Ahh, the age-old question every traveller is sick and tired of hearing.
Easily, one of the most common yet most invasive questions people tend to ask. Before, during or after your travels. It will undoubtedly pop up. And even if it doesn’t, you can tell with those judging eyes that its burning their souls to keep the question in.
“How do you afford to travel so much?
Are you rich?
Oh, you’re not, so you’re boyfriend must be rich.
Oh, he’s not.
You’re not saving for the future?
So really, how do you do it?”
Why does it have to be that progression of interrogation?
Why is it that to travel you must be rich, inherited a truckload of money, are dating royalty, sold your soul? Could it be that different people have different priorities? Could it be that there is no “right” set of priorities to have? COULD IT BE?!

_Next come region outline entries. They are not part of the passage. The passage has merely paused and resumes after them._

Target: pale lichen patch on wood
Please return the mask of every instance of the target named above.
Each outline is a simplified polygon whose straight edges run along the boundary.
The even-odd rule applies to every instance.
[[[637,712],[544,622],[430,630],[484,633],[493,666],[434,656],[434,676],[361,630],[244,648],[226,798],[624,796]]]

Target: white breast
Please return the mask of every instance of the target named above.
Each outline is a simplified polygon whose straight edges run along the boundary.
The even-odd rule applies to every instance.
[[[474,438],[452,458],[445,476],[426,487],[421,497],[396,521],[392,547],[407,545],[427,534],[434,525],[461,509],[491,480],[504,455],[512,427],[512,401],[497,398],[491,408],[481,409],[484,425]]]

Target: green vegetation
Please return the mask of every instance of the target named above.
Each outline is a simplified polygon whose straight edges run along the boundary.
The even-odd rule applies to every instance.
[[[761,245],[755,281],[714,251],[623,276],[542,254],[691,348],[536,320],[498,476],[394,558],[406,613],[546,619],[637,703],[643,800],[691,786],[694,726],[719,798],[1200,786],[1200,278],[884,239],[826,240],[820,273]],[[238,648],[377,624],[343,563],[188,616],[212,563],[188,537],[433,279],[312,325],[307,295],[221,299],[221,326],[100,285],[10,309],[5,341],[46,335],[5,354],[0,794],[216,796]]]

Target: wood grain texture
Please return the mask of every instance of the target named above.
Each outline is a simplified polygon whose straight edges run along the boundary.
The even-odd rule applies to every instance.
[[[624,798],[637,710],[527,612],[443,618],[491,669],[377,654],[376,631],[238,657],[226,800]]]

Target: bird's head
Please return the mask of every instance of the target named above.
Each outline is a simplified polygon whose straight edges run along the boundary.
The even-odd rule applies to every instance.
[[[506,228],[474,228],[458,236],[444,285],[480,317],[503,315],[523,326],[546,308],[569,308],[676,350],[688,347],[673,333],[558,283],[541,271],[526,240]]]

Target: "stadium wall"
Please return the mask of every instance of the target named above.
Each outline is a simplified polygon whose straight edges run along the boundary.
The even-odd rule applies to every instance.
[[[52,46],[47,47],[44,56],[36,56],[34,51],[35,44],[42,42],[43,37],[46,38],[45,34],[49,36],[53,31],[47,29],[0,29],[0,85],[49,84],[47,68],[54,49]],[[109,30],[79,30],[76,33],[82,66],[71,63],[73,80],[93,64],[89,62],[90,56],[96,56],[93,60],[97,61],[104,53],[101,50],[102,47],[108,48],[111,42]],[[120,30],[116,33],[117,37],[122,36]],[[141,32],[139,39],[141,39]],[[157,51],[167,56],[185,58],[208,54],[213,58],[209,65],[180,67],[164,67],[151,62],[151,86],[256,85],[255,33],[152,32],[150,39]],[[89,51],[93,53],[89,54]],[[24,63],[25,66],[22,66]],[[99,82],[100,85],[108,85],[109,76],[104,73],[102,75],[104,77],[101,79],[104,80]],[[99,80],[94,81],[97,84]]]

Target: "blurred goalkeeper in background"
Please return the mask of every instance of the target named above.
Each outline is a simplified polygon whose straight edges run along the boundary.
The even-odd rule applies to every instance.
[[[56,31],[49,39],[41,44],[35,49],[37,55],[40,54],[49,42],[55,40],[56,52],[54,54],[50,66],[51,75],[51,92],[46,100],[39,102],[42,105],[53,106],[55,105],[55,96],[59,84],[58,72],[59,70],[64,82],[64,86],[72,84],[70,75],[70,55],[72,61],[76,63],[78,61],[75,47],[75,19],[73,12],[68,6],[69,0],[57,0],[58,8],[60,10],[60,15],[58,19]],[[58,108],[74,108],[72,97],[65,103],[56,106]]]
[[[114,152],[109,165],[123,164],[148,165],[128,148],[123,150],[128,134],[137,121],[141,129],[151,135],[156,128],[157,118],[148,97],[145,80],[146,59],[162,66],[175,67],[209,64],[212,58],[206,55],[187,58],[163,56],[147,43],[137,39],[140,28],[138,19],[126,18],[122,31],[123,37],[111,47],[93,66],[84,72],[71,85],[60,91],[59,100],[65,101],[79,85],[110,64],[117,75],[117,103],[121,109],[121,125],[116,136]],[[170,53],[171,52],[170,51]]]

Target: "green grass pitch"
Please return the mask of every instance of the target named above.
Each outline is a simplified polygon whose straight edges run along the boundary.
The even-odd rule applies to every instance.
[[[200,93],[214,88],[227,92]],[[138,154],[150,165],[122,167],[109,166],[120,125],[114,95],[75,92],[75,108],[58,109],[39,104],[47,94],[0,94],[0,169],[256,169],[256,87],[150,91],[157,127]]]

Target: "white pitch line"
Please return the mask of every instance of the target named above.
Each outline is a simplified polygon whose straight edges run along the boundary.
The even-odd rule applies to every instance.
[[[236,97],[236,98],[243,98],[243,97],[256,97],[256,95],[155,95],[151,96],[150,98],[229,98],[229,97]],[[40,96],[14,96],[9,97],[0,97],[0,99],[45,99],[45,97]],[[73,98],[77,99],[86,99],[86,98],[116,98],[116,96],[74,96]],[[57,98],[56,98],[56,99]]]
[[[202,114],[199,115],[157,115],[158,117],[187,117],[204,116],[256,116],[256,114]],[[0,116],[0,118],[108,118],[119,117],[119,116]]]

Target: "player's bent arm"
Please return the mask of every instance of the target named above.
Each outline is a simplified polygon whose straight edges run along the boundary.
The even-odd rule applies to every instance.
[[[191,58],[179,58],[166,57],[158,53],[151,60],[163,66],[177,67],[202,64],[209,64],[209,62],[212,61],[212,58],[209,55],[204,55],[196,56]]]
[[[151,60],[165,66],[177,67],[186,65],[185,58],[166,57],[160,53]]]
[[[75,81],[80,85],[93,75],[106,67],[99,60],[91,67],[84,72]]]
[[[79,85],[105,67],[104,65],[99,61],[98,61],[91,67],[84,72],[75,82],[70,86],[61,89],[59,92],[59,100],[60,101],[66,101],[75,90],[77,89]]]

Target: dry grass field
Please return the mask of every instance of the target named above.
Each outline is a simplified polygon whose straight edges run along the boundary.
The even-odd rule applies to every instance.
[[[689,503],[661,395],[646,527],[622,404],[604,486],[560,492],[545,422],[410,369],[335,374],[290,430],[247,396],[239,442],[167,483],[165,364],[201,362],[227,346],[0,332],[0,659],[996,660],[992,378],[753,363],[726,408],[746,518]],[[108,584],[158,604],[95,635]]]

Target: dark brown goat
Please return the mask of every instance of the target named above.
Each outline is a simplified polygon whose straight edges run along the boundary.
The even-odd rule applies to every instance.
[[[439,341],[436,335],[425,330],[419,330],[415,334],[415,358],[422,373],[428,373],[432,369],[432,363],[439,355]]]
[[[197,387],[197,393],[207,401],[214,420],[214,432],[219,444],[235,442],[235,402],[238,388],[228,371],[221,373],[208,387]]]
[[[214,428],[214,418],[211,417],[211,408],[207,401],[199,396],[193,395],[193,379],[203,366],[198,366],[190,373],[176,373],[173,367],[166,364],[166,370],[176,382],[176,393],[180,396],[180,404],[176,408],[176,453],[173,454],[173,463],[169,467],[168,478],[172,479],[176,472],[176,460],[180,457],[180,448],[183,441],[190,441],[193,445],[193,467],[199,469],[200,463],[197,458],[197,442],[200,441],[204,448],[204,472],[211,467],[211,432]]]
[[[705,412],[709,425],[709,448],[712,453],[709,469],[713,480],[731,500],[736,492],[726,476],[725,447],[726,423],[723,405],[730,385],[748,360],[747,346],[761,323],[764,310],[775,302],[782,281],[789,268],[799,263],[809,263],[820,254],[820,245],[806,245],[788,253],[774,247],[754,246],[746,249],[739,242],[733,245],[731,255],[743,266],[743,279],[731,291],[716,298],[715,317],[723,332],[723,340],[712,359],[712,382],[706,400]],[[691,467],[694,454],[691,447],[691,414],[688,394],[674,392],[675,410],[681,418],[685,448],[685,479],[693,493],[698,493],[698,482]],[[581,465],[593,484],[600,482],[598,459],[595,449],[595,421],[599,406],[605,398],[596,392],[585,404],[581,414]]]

I look at my friends attending grad/law School, getting married, having kids, buying a new car, buying a new house. All of which realistically costs WAY more than backpacking, travelling & holidaying does. Yet, I don’t feel the need to interrogate my friends on the impending doom of debt they chose. Even if it will “pay itself back” with an uncertain promise of a job. Honestly, how would you feel if one of your friends asked you quite blankly, how on earth you’re going to afford pursuing your dream to be XYZ profession? It’d be pretty rude, am I right?
No one questions people who continue to live conventional lives – even if that conventional life leaves them in thousands of dollars of debt. But when someone leads an unconventional, yet extremely fiscally aware life, people seem to freak out, and worst of all, judge.

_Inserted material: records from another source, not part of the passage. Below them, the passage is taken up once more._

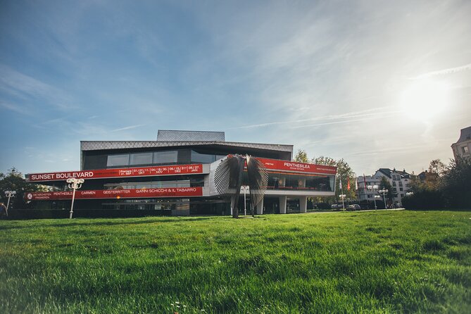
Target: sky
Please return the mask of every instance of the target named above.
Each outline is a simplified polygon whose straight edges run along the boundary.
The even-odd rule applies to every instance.
[[[158,130],[294,145],[358,175],[471,126],[469,1],[0,0],[0,172]]]

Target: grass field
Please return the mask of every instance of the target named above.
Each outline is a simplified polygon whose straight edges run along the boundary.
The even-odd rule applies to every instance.
[[[0,313],[471,313],[471,212],[0,221]]]

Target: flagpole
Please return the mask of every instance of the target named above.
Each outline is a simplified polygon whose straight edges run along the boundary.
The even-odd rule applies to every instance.
[[[360,201],[360,190],[358,189],[358,177],[355,173],[355,189],[356,190],[356,194],[358,197],[358,201]]]
[[[344,195],[344,187],[341,184],[341,175],[340,175],[340,189],[341,189],[341,194]],[[345,211],[345,201],[344,199],[345,196],[341,198],[341,207]]]

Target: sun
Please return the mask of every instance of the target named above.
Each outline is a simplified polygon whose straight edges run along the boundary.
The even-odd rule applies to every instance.
[[[444,82],[414,80],[401,94],[401,109],[410,118],[430,120],[450,104],[449,90]]]

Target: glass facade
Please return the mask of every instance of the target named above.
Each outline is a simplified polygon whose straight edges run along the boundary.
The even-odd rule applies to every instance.
[[[176,163],[178,161],[177,151],[156,151],[153,153],[153,163]]]
[[[200,176],[184,177],[179,180],[161,180],[141,182],[116,182],[103,184],[103,189],[155,189],[166,187],[203,187],[204,179]]]
[[[130,154],[130,165],[151,164],[152,163],[152,153],[131,153]]]
[[[201,153],[195,151],[191,151],[191,162],[201,163],[211,163],[218,159],[225,157],[226,155],[215,155],[213,153]]]
[[[268,189],[334,191],[333,175],[268,174]]]
[[[120,165],[129,165],[130,154],[123,153],[120,155],[108,155],[107,167],[117,167]]]

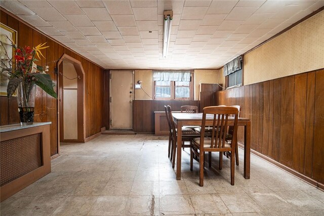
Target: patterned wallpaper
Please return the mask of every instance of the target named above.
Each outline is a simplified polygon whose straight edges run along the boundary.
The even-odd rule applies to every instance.
[[[244,56],[244,85],[324,68],[324,11]]]

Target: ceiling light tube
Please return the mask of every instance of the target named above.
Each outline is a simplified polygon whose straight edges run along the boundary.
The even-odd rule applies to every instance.
[[[163,58],[167,58],[169,51],[169,44],[170,42],[170,34],[171,33],[171,24],[173,18],[172,11],[164,11],[164,29],[163,30]]]

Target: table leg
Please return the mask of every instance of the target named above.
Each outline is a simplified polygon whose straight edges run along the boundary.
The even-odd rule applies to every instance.
[[[182,124],[178,123],[177,133],[177,180],[181,179],[181,139]]]
[[[251,124],[248,122],[244,126],[244,177],[250,179],[251,148]]]

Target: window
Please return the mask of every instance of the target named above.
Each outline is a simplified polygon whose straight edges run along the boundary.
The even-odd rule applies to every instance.
[[[155,99],[192,99],[192,82],[154,81],[154,95]]]
[[[242,69],[237,70],[228,76],[227,88],[242,84]]]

See, when you’re on the road, you’re more aware of your expenses more than anything. When I was traveling in Europe, I tracked every single cost incurred with every purchase, categorised each cost and tracked it all in the end. In my four years of university, I’ve never done such extensive budgeting.
Traveling is more than just spending money to post “sick pics” on Insta. It’s a way of looking at the world. It’s a mindset – an open one at that. To most travellers, it’s an investment in themselves – mentally, physically, emotionally. Travel in itself is its own form of Graduate School , an alternative higher learning. I like to think of it as a Universal Education – coined by the legend himself, Papa Schwan.
A Universal Education teaches you lessons from courses that costs hundreds of dollars in tuition and fees. A degree in travel would include: economics, finance, sociology, history, psychology, health, hospitality, linguistics, geography, international relations, business, politics. With particular lessons in budgeting, problem-solving, currency exchange, resourcing, social and cultural awareness, frugality, verbal and non-verbal communication cues, sense of direction, sense of self…
Lessons you learn through real-life, hands-on experience. Experience that isn’t as daunting as sitting for an exam or writing a 2,000 word paper, and experience that you’ll actually remember more than just a few weeks later. And the most important thing travel gives you that sitting in a classroom or reading a textbook doesn’t:
GLOBAL PERSPECTIVE = PRICELESS.
Once you’ve traveled you’ll never look at the world the same again. You solve problems more efficiently. And subsequently, you solve financial problems more effectively. So to look at someone who travels or has settled in another country and to ask about their financial situation is ludicrous to me.
But it’s not just travelers who are prejudiced against.
I’m to blame as well. I see friends who are getting married right out of college and think, “What the hell? That’s nuts.” Or friends who went straight into Grad School without working in their chosen field first, and I think it’s crazy as well. The same way people look at me and other travelers who take off to a new country to live and think it’s ridiculous.
The point is whether you decided to take the year (or the rest of your life) to travel the world, or to pursue our dreams of becoming a lawyer and attend Law School or to marry your High School Sweetheart right out of college and have kids, it’s your decision. And it’s nobody’s business to get into your financial business.
Let’s support one another, sans interrogation of each other’s bank accounts. Then we can all breathe easy and live.